Thats not it, before the ps3 launched before wii, the ds and psp were = because of psp supply constraints people thought sony was going to take over the hanheld market, heck when the name "REVOLUTION" dissapeared there were roumers nintendo was leaving the video game industry...

I just dont get whats going on, how did nintendo go from nothing to GODS?

You have to realize that every generation each company needs to make their console special so that it differentiates itself from the others, or at the very least keeps up.  The generally accepted thing to do is to increase the graphical power, but how you get there is an art.  Sony made many engineering and design mistakes when preparing the PS3, which lead to their extremely high price point at launch (and extremely high losses last fiscal year).

Nintendo had another idea -- they saw that development costs were reaching unsustainable levels for many game developers.  Everyone in the computer industry realizes that power is an inevitability: there will always be people developing it and factories with improving manufacturing capacity.  Every generation power becomes cheaper and more available by default.  Nintendo decided to use this this to their advantage and make significant innovations with control for both their DS and their Wii systems.

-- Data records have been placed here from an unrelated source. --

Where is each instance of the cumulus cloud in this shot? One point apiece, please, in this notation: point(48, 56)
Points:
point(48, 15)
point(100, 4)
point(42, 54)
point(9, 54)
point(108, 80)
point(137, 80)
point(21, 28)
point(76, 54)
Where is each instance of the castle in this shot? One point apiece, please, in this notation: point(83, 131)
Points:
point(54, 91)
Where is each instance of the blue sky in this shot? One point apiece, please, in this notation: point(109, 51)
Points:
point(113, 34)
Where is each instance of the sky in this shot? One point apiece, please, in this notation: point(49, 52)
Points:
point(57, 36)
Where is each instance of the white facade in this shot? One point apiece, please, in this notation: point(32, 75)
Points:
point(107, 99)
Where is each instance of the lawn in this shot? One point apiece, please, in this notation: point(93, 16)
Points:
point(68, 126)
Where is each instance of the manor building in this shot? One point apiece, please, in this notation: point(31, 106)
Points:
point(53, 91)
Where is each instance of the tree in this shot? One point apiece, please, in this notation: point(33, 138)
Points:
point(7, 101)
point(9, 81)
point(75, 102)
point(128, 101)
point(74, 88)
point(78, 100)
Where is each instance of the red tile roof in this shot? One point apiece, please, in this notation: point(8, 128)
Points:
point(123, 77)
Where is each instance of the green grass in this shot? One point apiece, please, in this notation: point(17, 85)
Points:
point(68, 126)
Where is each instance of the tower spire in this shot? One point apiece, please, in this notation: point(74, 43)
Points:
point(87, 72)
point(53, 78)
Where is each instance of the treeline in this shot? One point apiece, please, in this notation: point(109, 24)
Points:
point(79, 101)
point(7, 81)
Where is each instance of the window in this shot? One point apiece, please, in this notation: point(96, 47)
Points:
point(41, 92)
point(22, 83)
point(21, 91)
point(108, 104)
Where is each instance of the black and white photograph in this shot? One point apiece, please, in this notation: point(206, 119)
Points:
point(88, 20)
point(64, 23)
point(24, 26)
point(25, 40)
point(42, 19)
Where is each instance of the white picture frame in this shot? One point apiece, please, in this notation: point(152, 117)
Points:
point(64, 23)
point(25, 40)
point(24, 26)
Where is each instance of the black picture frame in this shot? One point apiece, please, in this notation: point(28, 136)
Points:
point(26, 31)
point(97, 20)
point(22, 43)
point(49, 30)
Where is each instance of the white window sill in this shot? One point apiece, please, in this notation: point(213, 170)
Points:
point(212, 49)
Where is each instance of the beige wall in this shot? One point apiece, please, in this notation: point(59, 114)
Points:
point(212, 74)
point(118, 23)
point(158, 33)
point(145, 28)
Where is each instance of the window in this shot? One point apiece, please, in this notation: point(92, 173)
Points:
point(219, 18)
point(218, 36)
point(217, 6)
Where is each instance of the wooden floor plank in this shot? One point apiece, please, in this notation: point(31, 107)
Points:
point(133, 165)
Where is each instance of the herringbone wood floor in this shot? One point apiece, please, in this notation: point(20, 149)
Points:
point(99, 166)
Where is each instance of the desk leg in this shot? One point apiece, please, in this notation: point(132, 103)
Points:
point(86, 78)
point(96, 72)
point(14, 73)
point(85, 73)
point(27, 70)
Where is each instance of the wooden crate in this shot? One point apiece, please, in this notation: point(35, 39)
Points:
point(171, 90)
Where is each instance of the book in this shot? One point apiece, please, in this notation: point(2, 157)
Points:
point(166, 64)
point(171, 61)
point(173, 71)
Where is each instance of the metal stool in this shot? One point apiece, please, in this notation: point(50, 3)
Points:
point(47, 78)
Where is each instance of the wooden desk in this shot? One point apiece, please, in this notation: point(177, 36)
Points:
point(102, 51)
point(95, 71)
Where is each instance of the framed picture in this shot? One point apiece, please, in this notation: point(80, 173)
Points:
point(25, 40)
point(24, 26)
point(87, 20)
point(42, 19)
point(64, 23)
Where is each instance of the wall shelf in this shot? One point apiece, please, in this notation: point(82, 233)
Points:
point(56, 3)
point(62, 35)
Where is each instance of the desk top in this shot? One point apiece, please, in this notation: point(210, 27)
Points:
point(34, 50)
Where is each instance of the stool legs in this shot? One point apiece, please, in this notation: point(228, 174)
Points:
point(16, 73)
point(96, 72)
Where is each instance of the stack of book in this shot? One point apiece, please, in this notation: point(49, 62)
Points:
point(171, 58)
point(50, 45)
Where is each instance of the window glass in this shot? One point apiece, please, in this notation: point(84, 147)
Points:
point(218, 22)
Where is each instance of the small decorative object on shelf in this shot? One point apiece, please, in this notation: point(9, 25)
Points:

And in both cases, they paid off bigtime.

Nintendo didn't exactly come out of left field here.  They already have, by far, the strongest first party development.  And with the DS, they were building third party relationships where they held a lot of leverage: developing for the DS is extremely lucrative.  Nintendo had all of the pieces in place to push harder than ever before this generation.  Microsoft didn't see it coming because they never see anything coming.  They're not exactly visionaries.  Sony should have seen it coming, but they were far too proud of their brand to see anything else.

As of late, Sony has been doing an admirable job of digging itself out of the PS3 hole that Kutagari left them in.  The holiday season is over now and we'll see if they can maintain any momentum or if they'll go the way that both they and Microsoft went last year.